Deciding to Sell Your House in a Strong Market

Written by Posted On Tuesday, 22 June 2021 11:33

Supply and demand affect the real estate market, just as it does other markets. It affects everything from the price of your house to your negotiating ability. When it’s a seller’s market, it is a good time to sell your house. 

The house is likely to spend less time on the market and you have the potential of receiving multiple offers which could drive the price up. Even when demand skyrockets, you still need to do your due diligence to ensure you’re selling for the best possible price. 

What is a seller’s market?

A seller’s market occurs when there is a strong demand. Factors like more buyers, low interest rates or low inventory can cause this demand. Buyers have to compete with one another for a limited number of homes and multiple offers are common. This gives sellers an advantage as they can negotiate better deals. 

Nooras Mikha Realty is a successful licensed Poway real estate company with the expertise to assist sellers with legalities, home showings, and any other buyer-related issues. Here is some advice they have if you’re selling your home in a seller’s market. 

Cut your budget for cosmetic upgrades

Buyers will often overlook cosmetic issues and outdated interiors in a seller’s market because they have fewer homes to choose from. If you want to make any repairs, go for paint and carpet because they are the cheapest repairs that offer the most value. Putting in a brand new kitchen is probably over-investing. 

There are plenty of inexpensive ways to make your home look more attractive, such as painting the exterior, clearing up the yard and putting pots of colorful flowers near the front door. 

Plan your next move before you sell

Your property may sell faster than you anticipated. Start preparing for a move when you’re making plans to list your home. Donating, selling or discarding items you no longer want can help to clear out clutter and make your home appear more spacious. 

You may consider renting for a while until the market shifts to a buyer’s market. You could also possibly negotiate to stay in your home as a renter after you sell it. 

Price your home strategically

When there’s a demand, it can be tempting to set a high listing price. However, overpricing your home could mean it sits on the market and this can put off potential buyers. Even if a buyer agrees to a sky-high price, a lender won’t approve a loan that’s higher than a home’s appraised value. 
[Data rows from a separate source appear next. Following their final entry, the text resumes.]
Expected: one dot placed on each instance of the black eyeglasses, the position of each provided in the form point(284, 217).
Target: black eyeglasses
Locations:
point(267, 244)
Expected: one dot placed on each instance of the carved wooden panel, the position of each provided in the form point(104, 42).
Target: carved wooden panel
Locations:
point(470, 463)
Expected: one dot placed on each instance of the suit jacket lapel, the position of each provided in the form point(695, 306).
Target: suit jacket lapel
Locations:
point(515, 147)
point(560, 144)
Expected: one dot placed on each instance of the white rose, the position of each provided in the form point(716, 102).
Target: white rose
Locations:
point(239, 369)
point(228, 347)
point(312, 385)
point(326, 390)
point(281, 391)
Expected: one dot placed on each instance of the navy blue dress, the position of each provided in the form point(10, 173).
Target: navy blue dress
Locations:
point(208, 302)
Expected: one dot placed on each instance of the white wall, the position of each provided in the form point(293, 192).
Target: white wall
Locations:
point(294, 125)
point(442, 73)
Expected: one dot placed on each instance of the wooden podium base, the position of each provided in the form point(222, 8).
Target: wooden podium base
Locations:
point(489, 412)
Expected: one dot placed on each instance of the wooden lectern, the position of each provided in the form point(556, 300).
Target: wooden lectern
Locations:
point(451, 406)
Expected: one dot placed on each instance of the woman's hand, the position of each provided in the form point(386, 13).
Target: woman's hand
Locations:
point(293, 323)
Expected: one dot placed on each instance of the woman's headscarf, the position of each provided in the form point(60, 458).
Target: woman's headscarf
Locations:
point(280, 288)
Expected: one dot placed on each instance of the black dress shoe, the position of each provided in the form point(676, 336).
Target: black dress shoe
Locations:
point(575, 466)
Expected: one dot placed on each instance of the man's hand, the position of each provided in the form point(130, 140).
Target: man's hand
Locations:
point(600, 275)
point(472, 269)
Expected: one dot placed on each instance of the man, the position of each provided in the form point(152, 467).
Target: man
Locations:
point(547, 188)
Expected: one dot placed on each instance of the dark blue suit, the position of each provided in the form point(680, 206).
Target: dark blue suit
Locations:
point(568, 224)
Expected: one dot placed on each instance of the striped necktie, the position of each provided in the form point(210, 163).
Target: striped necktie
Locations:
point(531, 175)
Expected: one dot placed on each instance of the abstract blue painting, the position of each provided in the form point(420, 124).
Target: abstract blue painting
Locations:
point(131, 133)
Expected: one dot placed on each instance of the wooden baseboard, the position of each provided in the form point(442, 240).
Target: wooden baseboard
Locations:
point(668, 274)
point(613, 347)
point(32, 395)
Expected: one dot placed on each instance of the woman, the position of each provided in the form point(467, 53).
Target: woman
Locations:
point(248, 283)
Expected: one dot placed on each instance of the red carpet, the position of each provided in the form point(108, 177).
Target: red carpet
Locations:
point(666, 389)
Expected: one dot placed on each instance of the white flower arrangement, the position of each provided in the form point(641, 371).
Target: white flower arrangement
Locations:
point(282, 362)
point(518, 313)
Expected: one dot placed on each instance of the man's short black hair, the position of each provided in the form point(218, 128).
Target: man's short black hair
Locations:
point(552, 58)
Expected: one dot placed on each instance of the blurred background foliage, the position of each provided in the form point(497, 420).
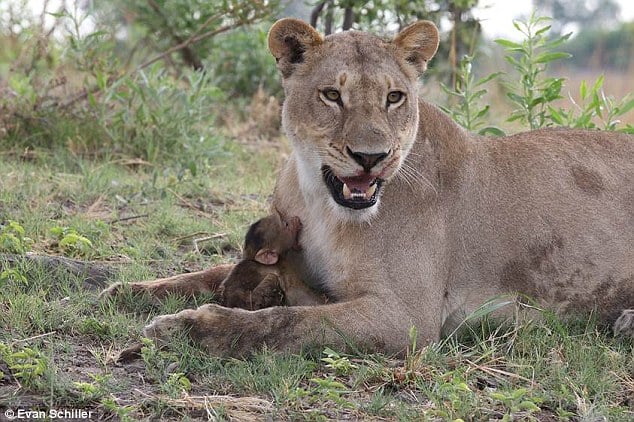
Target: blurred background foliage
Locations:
point(156, 80)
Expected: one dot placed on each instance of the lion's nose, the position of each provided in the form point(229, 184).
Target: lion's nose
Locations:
point(367, 161)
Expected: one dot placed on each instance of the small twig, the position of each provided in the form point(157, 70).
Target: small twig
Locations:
point(33, 338)
point(498, 373)
point(132, 217)
point(204, 239)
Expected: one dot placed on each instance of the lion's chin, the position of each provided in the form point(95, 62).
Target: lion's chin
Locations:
point(355, 193)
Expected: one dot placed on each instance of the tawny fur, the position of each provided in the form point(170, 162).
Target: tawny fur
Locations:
point(461, 219)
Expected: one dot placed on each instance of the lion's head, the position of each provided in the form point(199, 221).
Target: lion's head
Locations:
point(351, 108)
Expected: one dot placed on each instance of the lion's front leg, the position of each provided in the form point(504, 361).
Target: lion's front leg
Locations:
point(237, 332)
point(205, 281)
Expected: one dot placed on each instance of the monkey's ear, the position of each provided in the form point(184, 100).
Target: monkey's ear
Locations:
point(418, 43)
point(289, 39)
point(267, 256)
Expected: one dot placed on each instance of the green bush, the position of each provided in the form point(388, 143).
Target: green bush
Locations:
point(240, 63)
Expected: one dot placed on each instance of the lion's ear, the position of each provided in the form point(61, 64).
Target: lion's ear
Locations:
point(289, 39)
point(267, 256)
point(418, 43)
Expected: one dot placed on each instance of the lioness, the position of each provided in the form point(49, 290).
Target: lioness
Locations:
point(410, 220)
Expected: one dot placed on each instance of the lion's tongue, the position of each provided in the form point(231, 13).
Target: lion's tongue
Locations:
point(360, 187)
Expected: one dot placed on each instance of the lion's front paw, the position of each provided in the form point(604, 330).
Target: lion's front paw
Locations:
point(163, 327)
point(624, 325)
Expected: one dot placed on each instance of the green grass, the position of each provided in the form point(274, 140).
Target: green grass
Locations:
point(56, 339)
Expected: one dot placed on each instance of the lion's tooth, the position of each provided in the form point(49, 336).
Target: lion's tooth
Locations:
point(347, 194)
point(370, 192)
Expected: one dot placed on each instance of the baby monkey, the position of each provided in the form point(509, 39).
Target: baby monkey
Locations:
point(267, 274)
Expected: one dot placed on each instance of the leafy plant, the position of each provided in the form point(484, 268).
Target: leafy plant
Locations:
point(518, 400)
point(12, 275)
point(468, 93)
point(594, 105)
point(530, 58)
point(340, 364)
point(13, 238)
point(71, 243)
point(26, 364)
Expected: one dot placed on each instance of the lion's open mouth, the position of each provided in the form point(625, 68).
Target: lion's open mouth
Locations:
point(356, 192)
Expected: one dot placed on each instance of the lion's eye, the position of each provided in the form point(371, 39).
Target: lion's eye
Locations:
point(331, 95)
point(394, 97)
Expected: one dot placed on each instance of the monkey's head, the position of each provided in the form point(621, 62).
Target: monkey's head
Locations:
point(270, 237)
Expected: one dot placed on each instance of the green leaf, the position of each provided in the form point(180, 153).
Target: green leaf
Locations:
point(509, 44)
point(583, 89)
point(542, 30)
point(555, 116)
point(626, 107)
point(551, 56)
point(488, 78)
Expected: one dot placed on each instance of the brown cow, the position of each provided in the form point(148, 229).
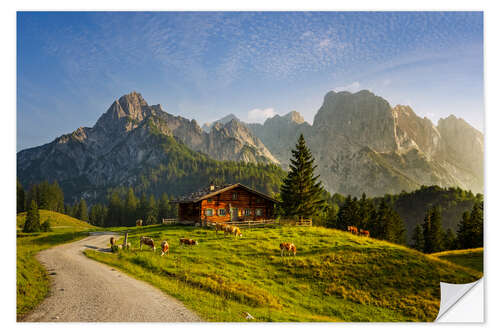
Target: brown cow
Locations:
point(164, 248)
point(188, 241)
point(363, 232)
point(219, 226)
point(236, 231)
point(289, 247)
point(352, 229)
point(228, 229)
point(147, 241)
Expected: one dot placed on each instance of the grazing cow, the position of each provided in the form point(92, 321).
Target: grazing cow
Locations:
point(289, 247)
point(228, 229)
point(363, 232)
point(188, 241)
point(147, 241)
point(352, 229)
point(164, 248)
point(236, 231)
point(219, 226)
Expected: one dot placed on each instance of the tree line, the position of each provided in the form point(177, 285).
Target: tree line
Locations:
point(429, 236)
point(123, 207)
point(302, 195)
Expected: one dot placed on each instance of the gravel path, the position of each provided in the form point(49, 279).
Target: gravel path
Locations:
point(84, 290)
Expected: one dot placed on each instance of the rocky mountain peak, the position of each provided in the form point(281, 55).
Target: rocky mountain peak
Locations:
point(364, 118)
point(207, 126)
point(294, 117)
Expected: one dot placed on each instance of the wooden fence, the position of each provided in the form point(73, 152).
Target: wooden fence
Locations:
point(301, 222)
point(168, 221)
point(264, 223)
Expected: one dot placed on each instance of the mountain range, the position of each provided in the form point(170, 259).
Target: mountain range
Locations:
point(360, 143)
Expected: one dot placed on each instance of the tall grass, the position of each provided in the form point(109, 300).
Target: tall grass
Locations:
point(334, 277)
point(471, 258)
point(31, 277)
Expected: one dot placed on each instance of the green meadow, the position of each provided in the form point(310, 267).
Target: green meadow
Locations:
point(335, 276)
point(32, 279)
point(471, 258)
You will need to find a balance as a price that’s too low is not a good idea either as it means you won’t benefit from the seller’s market. A real estate agent can help you determine your home’s fair market value taking its size and condition into account. 
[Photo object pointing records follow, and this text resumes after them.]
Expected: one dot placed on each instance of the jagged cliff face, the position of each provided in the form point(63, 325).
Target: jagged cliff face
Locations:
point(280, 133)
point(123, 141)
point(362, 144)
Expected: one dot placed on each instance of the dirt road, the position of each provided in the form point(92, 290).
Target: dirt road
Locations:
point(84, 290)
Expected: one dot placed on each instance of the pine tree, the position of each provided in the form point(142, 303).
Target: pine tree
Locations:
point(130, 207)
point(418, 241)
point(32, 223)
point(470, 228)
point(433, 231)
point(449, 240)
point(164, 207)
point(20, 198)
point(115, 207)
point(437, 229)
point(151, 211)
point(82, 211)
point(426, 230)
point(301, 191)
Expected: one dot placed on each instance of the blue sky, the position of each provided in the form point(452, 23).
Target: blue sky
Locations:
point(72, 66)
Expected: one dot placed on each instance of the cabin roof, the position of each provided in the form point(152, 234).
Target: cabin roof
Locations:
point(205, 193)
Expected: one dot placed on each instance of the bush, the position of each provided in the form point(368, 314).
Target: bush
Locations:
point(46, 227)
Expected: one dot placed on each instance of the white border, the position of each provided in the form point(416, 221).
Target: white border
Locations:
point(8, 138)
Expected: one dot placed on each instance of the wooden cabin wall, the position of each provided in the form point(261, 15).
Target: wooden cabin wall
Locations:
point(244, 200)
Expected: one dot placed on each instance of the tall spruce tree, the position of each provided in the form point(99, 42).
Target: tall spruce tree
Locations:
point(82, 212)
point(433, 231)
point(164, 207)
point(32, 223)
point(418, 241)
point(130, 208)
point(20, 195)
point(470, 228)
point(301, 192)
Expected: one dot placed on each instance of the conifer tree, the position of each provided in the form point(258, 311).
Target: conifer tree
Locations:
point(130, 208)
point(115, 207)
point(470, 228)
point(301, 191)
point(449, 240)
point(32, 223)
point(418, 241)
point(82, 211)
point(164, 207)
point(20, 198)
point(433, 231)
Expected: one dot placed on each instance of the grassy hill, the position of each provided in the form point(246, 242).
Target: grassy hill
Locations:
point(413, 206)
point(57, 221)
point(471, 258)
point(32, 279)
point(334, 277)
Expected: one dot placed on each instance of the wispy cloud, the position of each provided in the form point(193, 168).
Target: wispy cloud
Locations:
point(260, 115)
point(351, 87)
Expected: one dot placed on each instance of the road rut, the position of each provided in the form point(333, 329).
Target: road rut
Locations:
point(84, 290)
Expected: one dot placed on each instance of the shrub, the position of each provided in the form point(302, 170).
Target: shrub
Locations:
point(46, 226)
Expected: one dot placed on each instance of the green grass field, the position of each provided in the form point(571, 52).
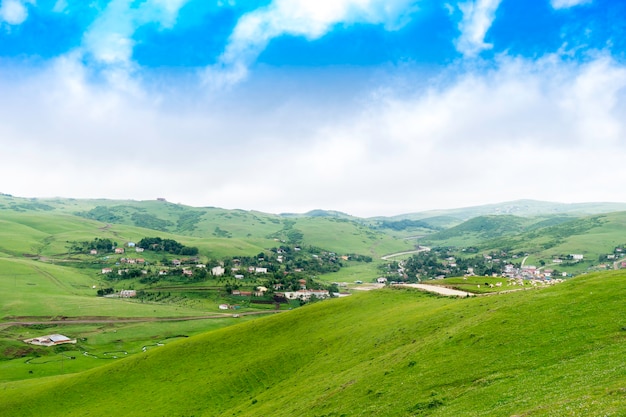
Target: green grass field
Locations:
point(550, 352)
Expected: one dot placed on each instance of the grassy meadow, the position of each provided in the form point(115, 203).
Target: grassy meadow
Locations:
point(553, 351)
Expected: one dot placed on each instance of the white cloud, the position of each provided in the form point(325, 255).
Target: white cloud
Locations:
point(478, 17)
point(60, 6)
point(550, 129)
point(566, 4)
point(14, 12)
point(304, 18)
point(109, 39)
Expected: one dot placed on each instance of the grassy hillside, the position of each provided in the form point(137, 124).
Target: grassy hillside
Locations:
point(522, 208)
point(548, 352)
point(33, 226)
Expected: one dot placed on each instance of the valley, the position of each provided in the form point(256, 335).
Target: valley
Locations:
point(191, 317)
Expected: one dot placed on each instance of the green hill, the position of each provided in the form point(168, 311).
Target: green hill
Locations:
point(521, 208)
point(217, 232)
point(554, 351)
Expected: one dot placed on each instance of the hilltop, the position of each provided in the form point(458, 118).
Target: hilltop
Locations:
point(387, 353)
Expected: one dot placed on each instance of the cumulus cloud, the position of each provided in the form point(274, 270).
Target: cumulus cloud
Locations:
point(525, 129)
point(478, 17)
point(14, 12)
point(566, 4)
point(304, 18)
point(109, 39)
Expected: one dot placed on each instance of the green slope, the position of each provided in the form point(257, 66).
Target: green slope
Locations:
point(550, 352)
point(590, 236)
point(522, 208)
point(217, 232)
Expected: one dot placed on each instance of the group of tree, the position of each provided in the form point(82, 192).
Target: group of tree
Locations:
point(103, 245)
point(167, 245)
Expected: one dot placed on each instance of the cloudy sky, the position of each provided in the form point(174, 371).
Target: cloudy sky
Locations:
point(371, 107)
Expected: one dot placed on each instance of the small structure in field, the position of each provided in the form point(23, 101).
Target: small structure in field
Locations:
point(50, 340)
point(128, 293)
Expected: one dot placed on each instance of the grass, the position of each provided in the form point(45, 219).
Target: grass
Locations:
point(97, 344)
point(554, 351)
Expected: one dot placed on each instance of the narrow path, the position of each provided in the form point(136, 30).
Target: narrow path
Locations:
point(438, 290)
point(78, 320)
point(393, 255)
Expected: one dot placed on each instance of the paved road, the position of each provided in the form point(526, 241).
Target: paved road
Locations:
point(393, 255)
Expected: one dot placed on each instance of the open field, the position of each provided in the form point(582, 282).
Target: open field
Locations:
point(388, 352)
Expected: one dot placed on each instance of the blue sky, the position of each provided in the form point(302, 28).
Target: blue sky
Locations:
point(370, 107)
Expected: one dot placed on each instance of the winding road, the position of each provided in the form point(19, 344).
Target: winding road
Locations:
point(393, 255)
point(79, 320)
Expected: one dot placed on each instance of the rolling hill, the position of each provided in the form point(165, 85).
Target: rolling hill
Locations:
point(547, 352)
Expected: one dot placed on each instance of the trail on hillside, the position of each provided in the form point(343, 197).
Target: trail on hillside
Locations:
point(393, 255)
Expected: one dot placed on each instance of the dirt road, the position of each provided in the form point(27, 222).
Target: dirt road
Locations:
point(112, 320)
point(438, 290)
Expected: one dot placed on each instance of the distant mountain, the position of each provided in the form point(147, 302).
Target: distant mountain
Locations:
point(409, 354)
point(522, 208)
point(320, 213)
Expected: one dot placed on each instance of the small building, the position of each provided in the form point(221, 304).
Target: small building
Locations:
point(217, 271)
point(50, 340)
point(128, 293)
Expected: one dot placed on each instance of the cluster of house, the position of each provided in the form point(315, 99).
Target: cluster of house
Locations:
point(219, 271)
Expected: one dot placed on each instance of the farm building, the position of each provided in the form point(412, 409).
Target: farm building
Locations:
point(50, 340)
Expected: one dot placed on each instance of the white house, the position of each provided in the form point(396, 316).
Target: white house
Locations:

If you price your home at slightly below its current market value, it may start a bidding war where you get plenty of offers and a fast sale at or above the listed price.
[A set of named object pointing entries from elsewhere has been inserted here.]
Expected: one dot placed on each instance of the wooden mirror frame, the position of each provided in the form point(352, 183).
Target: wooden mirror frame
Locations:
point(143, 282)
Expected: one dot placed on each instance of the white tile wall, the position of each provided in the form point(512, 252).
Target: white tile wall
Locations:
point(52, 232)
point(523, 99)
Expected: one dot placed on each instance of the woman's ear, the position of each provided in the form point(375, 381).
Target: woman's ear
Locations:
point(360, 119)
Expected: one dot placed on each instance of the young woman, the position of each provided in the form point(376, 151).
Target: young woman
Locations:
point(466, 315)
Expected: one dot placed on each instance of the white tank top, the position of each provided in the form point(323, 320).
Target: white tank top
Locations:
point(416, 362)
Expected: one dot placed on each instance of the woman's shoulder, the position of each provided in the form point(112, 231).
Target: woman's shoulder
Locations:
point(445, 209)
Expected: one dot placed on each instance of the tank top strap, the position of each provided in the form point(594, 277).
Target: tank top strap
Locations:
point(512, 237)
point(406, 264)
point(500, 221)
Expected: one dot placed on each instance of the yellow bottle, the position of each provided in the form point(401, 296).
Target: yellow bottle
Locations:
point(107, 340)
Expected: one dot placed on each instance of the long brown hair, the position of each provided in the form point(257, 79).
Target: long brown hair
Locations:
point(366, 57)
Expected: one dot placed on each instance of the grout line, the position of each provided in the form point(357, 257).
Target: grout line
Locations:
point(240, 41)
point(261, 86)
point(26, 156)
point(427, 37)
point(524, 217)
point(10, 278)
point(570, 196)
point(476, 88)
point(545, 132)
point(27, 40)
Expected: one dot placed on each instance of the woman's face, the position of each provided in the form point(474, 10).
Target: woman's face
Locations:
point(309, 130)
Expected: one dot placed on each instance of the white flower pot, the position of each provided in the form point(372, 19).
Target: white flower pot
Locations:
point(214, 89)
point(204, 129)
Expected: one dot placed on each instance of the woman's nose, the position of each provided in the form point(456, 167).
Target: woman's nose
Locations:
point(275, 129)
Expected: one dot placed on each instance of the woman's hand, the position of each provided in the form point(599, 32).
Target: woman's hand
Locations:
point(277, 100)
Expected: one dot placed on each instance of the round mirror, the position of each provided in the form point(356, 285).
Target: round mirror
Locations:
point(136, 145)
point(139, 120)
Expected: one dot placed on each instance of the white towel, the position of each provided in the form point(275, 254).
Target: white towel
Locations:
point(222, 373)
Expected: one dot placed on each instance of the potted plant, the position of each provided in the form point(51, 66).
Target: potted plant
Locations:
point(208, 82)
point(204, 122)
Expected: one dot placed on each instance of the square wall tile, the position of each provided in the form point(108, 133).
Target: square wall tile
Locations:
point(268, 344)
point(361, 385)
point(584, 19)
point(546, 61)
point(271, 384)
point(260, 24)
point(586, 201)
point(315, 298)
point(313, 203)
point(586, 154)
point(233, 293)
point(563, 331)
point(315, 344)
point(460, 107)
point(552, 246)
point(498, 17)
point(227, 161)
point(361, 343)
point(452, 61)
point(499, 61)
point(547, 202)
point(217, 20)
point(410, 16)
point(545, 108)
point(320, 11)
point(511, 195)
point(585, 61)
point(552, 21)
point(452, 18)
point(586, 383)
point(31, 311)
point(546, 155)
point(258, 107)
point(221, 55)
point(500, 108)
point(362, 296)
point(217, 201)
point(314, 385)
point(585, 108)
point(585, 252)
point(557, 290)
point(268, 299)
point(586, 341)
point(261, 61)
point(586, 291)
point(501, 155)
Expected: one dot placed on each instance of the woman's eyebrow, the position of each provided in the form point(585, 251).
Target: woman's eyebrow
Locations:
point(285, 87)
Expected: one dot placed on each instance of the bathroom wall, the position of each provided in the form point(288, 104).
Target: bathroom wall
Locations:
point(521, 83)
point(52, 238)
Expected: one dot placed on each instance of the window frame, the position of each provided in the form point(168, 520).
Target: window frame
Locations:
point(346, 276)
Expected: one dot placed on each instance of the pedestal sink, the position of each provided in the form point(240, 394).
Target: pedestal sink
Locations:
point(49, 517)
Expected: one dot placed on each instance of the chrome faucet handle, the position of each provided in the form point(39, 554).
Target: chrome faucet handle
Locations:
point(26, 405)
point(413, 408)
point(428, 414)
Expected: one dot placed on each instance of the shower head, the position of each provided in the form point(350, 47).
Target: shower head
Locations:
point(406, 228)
The highest offer isn’t always the best offer

A cash offer may not be the highest offer but it may be best for a number of reasons. There’s no need to prove value to the lender. 

You don’t have to worry about a low appraisal value threatening your deal. This is beneficial in a hot market where prices are rising faster than appraisers are prepared to recognize. A cash offer will also speed up the deal and you may expedite your closing date by up to a month or more.